As an adult you go over the same lessons and skills again and again that you did as a child. The more you do an activity the more it remains ingrained in your memory throughout your lifetime. Simple traditions you learned from your grandparents and are now passing on to your children or grandchildren; the smells of your house at Christmas, with the house each year smelling like apple pumpkin pies; the way you tie your shoes, and teaching your children to make the “bunny loops”; these are all thing you learned and repeat – traditions that hold up now and you pass along. These lessons stay in your long-term memory so you can repeat them again and again.
When you repeat a lesson you are allowing your brain to form new synapses (connections) to your brain cells, and this transition allows your short-term memory to pass the lesson along to long-term memory. It also makes it easier for the brain to recall information when it is needed.
In my memory improvement course I stress repetition as one of the keys to improving your memory. It reinforces the lesson in your brain and the more you repeat it the better you will remember. Once committed to memory it is not likely to be lost, even if that information is not utilized again for years.
Once example: I enjoy playing trivia games. It allows you to recall information you may have committed to long-term memory, but have long forgotten. It also gets your brain working to produce new brain cell connections, and we all could use some additional ones of those!
The original lessons learned as children are often the foundation and building blocks for other lessons.

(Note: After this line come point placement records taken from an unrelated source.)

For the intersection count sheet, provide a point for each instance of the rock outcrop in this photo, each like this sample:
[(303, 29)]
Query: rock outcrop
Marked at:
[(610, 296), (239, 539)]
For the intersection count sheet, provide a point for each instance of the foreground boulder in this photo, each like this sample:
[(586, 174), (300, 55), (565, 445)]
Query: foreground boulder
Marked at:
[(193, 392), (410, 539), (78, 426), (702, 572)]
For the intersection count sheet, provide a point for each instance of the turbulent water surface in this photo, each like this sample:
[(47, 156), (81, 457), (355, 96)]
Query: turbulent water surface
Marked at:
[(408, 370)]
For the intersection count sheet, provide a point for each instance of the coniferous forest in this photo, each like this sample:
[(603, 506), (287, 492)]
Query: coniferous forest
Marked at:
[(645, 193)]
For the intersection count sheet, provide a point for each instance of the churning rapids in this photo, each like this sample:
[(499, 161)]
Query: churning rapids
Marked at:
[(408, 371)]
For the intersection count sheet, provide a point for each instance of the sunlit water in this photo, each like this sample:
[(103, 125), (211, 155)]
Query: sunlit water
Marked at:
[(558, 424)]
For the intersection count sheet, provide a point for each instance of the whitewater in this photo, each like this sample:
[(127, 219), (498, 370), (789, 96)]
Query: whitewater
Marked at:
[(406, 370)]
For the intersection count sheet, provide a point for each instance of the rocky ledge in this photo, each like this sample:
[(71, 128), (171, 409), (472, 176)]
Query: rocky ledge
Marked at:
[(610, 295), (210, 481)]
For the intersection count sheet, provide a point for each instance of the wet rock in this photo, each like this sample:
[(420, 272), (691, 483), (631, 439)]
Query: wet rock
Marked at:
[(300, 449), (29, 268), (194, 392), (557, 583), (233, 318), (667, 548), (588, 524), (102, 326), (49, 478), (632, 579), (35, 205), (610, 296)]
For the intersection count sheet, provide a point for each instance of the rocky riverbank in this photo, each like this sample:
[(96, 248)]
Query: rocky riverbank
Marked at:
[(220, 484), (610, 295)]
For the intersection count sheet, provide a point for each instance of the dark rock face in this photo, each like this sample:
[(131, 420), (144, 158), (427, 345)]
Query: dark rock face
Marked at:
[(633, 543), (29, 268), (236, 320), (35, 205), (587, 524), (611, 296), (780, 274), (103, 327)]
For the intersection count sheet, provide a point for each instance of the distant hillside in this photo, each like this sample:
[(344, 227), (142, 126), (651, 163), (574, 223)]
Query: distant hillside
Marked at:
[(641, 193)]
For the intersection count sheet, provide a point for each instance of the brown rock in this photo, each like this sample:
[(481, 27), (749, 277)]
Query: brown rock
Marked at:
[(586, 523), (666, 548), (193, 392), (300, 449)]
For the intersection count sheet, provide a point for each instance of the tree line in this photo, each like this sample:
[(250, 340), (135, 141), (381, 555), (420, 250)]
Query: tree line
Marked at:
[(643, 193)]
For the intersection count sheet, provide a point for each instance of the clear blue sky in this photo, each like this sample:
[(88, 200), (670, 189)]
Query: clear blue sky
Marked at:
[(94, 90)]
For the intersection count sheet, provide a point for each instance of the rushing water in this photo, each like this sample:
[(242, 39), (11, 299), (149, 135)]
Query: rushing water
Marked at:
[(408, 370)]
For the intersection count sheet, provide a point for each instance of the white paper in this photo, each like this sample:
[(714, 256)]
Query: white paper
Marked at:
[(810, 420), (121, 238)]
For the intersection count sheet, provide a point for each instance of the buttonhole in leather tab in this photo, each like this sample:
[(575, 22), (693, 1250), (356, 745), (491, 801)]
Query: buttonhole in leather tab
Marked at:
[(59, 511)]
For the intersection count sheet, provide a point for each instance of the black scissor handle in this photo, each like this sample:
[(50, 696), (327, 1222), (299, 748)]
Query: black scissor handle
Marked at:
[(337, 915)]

It was probably though repetition that it became ingrained in your brain, and now by using that lesson as we grow up we are able to access it easier and easier.
When I was a child we would help my mother with the dinner dishes and we would go over our spelling lists. To this day I recall having trouble with the word “something” when I was in second or third grade. We would go over it and over it, and finally I got it right and could continue to remember it correctly.
You can remember names and faces easier if you repeat the name back to the person you are being introduced to. That, along with other memory techniques will reinforce the person’s name and face in your mind and you can repeat it in your head over and over to commit it to memory.
Numbers, names and faces are more easily recalled by repeating them. If you can develop a pattern for remembering names and faces, you can draw upon that same pattern over and over again as a memory training technique.
Research done at the University of Texas at Austin was the first time scientists had studied the activity levels of large brain regions. With the use of a functional MRI (fMRI) machine they searched for patterns of activity across all aspects of the brain. Different studies have shown that by mapping the activity of different areas of the brain – such as for reading, language, crafts, etc. strengthens the brain.Â Since it is now known that we use all areas of our brain, and not just one area at a time, for different functions we continue to make new brain cells and new neural connections. They also were able to know for certain that memories created and reinforced through repetition were stronger.
This is Ron White, memory speaker. Continuous repetition is a memory enhancing technique, and makes it easier to recall information you may have learned long ago. It is a method I highly recommend when teaching memory strategies.